No Wind In My Sails
I don't know what is was today, there was no wind in my sails. Last night I was out in my shop until late, very late as I do when I'm into something. I keep on while telling myself "just one more minute and I'll stop" then I find myself plugging on after that minute has gone. Before I know it's happening my eyes start getting tired and my mind goes off in several directions of possibilities. It's then I notice no progress is being done. When I shut off the drill press, bench grinder, heater, radio and lights twas well after 1 a.m as I stumbled through the pathway to the house.
I crawled into bed with a good feeling in what I'd completed but a bit unsettled about the bender not being finished how I wanted. The larger bender I fabed up from junk was doing pretty good until made the tube I was working on stop making the curve and instead folded the tube right at a point that ruined it beyond repair.

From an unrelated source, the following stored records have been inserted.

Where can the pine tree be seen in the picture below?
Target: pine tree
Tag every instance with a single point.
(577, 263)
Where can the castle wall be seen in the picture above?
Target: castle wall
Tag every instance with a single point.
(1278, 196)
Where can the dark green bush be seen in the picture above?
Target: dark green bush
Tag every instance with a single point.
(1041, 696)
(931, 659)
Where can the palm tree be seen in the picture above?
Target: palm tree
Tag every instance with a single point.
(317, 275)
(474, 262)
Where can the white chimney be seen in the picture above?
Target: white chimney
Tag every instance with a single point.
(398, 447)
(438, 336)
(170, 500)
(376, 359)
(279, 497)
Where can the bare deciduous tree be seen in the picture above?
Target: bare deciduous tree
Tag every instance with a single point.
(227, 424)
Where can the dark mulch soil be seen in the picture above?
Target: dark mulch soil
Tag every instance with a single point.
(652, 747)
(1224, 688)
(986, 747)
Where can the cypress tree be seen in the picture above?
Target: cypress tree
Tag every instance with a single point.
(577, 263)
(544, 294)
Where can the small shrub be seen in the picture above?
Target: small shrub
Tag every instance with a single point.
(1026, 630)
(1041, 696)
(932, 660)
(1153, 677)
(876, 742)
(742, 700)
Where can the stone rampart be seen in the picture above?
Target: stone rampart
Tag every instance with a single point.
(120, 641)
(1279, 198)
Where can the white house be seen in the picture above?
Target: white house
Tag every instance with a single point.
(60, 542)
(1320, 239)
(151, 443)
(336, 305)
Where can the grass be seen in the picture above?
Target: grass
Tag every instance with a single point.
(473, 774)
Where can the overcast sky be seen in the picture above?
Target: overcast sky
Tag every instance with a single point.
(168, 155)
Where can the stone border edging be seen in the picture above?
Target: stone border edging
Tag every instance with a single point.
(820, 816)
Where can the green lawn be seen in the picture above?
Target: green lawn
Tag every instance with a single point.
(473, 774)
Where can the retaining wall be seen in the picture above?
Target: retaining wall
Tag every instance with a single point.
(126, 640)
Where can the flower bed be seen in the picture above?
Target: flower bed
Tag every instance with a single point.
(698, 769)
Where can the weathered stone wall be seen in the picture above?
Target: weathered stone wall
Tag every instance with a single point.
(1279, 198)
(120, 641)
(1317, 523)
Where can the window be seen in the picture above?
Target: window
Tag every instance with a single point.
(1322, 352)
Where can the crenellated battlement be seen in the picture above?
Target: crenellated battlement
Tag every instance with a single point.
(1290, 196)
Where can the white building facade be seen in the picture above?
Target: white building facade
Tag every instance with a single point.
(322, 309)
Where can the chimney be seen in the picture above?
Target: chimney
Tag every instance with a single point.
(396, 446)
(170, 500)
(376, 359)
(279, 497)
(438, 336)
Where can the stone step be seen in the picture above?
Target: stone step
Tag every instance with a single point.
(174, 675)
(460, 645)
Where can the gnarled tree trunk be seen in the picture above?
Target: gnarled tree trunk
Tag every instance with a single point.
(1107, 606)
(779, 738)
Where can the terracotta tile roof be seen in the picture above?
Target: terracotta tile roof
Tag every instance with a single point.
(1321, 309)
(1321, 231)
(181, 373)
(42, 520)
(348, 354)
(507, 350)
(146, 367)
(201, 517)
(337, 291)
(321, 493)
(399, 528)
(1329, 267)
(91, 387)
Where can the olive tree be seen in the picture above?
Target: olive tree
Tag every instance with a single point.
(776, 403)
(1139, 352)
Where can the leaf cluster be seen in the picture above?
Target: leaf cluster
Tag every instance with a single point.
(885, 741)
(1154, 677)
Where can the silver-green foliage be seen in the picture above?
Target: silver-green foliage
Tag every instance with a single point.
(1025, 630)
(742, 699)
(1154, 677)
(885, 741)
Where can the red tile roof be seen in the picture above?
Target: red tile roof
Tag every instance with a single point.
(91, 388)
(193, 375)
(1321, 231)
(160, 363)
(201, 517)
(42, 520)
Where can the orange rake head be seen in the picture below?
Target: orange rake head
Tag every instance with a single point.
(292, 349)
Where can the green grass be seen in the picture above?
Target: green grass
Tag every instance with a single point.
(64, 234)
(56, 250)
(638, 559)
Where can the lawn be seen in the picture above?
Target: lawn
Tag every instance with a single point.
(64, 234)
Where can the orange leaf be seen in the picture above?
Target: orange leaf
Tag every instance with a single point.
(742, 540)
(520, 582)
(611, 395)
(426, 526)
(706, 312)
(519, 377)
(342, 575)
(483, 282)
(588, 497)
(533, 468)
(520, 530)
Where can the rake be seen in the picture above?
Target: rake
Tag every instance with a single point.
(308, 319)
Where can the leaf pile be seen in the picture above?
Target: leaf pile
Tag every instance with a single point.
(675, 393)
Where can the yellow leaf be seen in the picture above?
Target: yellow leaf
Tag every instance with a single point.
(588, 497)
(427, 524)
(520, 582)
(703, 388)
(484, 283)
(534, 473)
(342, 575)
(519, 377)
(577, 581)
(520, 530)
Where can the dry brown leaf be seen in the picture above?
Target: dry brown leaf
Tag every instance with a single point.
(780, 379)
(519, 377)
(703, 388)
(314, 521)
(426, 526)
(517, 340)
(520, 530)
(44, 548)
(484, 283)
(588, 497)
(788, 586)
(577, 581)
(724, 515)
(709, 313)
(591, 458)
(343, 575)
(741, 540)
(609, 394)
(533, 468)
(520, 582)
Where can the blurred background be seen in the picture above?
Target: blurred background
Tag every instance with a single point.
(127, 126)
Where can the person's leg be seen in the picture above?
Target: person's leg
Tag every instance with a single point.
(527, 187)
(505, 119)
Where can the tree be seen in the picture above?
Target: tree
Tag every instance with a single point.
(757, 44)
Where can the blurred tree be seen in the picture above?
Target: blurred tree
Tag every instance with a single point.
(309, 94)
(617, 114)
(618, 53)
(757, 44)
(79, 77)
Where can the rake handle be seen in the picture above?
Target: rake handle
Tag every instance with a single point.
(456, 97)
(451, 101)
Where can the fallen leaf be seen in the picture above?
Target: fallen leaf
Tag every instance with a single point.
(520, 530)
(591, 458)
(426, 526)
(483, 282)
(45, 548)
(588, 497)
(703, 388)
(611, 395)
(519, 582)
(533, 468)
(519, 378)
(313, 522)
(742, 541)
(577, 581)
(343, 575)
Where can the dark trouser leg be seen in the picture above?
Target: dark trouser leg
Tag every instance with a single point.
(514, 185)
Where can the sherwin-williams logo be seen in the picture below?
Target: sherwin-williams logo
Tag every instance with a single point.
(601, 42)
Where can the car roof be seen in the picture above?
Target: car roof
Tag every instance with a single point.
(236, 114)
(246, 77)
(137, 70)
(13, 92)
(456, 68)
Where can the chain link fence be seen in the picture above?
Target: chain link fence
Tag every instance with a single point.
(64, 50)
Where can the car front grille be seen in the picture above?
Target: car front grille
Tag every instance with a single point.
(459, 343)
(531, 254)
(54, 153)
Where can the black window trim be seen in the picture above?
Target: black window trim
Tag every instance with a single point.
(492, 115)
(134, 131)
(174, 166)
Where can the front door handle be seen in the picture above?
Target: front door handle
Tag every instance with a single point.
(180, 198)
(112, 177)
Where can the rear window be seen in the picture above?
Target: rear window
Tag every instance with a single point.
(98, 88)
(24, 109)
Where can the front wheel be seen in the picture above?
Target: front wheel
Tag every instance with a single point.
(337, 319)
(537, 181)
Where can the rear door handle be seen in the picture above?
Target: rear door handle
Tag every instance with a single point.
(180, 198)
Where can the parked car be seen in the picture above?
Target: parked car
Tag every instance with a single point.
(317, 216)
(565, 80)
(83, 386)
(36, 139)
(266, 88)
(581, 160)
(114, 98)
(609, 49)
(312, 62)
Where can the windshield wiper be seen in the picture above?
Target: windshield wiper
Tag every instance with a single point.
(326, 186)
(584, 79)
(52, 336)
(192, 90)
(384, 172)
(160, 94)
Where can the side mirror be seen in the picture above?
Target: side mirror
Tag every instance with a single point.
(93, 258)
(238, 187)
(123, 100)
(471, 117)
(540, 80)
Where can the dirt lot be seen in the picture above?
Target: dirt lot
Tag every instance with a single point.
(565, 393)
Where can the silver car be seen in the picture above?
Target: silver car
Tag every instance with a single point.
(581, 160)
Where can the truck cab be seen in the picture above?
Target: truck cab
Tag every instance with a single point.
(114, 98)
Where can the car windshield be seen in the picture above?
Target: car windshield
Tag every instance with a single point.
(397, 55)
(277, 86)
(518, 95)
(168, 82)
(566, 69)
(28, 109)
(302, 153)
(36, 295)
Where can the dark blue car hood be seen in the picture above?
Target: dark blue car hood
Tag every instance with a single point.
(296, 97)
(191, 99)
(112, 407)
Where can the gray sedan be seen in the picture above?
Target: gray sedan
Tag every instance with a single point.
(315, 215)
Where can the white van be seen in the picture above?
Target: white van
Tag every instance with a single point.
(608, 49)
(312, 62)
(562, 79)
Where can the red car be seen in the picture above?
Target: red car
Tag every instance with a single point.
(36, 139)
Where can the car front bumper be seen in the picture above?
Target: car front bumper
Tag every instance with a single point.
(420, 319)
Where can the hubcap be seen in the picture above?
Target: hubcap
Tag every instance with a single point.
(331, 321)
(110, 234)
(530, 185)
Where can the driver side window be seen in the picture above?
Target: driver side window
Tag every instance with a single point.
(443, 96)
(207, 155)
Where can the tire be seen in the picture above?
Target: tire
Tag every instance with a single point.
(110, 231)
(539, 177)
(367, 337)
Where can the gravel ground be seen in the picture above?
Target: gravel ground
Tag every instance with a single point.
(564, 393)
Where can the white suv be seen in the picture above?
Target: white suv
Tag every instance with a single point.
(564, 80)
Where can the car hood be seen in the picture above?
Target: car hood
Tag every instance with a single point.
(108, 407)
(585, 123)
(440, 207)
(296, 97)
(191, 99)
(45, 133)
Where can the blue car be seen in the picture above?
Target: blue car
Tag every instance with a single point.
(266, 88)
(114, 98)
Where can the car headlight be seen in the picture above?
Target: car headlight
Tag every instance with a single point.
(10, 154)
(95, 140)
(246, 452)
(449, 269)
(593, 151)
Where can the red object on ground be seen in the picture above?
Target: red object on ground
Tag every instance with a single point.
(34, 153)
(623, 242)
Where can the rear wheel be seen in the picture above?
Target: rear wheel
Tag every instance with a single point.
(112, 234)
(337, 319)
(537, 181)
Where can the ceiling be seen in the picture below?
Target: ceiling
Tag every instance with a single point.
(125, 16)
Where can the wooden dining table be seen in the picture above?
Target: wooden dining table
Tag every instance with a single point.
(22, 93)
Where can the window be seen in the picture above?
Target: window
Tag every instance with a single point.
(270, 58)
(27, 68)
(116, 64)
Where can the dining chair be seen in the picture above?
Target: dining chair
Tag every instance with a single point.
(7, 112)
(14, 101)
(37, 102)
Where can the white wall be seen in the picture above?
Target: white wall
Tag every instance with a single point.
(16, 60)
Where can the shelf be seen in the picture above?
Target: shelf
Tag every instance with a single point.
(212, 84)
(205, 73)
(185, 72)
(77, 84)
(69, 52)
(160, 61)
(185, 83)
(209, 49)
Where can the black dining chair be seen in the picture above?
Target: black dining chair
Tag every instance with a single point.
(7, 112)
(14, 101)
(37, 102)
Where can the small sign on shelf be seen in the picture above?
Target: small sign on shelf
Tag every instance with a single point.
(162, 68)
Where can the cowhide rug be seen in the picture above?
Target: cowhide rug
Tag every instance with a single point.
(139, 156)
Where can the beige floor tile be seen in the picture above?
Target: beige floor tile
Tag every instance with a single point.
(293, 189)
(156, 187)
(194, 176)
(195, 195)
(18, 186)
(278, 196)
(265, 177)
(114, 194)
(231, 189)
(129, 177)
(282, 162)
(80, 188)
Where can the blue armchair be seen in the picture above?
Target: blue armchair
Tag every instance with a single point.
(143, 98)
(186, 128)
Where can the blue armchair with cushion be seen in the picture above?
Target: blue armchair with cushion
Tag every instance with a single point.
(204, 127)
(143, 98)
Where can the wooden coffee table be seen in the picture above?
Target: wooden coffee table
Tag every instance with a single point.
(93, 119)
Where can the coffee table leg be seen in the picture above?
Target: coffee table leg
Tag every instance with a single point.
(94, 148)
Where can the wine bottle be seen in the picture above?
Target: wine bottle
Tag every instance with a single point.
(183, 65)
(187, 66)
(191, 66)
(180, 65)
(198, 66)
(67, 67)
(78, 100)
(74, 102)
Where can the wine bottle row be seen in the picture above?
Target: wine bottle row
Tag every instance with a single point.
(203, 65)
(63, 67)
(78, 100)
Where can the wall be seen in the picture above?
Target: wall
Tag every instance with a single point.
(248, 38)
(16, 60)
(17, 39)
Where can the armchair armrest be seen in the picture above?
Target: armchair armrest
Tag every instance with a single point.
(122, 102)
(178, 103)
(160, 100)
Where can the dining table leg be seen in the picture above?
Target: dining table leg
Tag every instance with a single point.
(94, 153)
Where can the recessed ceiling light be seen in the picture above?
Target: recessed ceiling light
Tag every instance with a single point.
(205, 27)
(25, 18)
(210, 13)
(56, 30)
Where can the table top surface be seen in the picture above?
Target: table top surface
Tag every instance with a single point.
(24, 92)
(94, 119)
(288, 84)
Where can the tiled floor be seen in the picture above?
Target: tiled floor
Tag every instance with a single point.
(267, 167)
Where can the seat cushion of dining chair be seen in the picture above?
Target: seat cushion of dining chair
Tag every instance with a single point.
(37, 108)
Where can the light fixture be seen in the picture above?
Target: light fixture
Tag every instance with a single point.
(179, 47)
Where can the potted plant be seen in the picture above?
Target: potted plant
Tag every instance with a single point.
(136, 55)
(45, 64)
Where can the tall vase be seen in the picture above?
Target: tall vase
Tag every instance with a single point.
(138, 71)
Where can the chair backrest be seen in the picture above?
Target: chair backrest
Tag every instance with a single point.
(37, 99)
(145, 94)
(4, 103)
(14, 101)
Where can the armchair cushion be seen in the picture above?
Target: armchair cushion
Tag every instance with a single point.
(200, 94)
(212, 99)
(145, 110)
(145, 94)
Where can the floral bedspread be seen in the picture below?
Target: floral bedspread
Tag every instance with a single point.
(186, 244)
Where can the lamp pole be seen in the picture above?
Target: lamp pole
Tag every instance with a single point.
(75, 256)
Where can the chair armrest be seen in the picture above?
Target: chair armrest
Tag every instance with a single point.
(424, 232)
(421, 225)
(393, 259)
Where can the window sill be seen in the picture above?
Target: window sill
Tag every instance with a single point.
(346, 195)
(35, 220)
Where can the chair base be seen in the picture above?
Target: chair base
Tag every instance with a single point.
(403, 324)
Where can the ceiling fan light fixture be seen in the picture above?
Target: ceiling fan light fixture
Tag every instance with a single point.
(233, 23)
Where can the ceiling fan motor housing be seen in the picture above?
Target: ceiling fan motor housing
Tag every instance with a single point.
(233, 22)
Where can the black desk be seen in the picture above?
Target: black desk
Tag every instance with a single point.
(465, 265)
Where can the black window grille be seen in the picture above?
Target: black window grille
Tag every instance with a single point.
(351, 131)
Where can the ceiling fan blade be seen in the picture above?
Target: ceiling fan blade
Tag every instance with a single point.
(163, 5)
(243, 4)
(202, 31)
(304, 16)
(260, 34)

I guess many other things are in my subconscious bothering me with worry as I supress it during woken hours. During the night I woke up a few times even being dogged tired. There was the good dream that turned into a nightmare and it was still very vivid when I awoke with a start an exclamation at noon. I had slepted for the most part of ten hours. I was pissed at myself as there were things I wanted to do today. Getting up, smoked a cigarette, getting some coffee and a muffin then plopping down in my easy chair to watch some TV for a minute, Jeremiah Johnson was on and well, motivation was to watch it. The wind just wasn't in my sails even after I got dressed. For a thirty minute strand in the shop I was just not into it so cut off the lights. All these other un-said things are bringing me down and zapping any energy I had. Soon it will pass I'm hoping.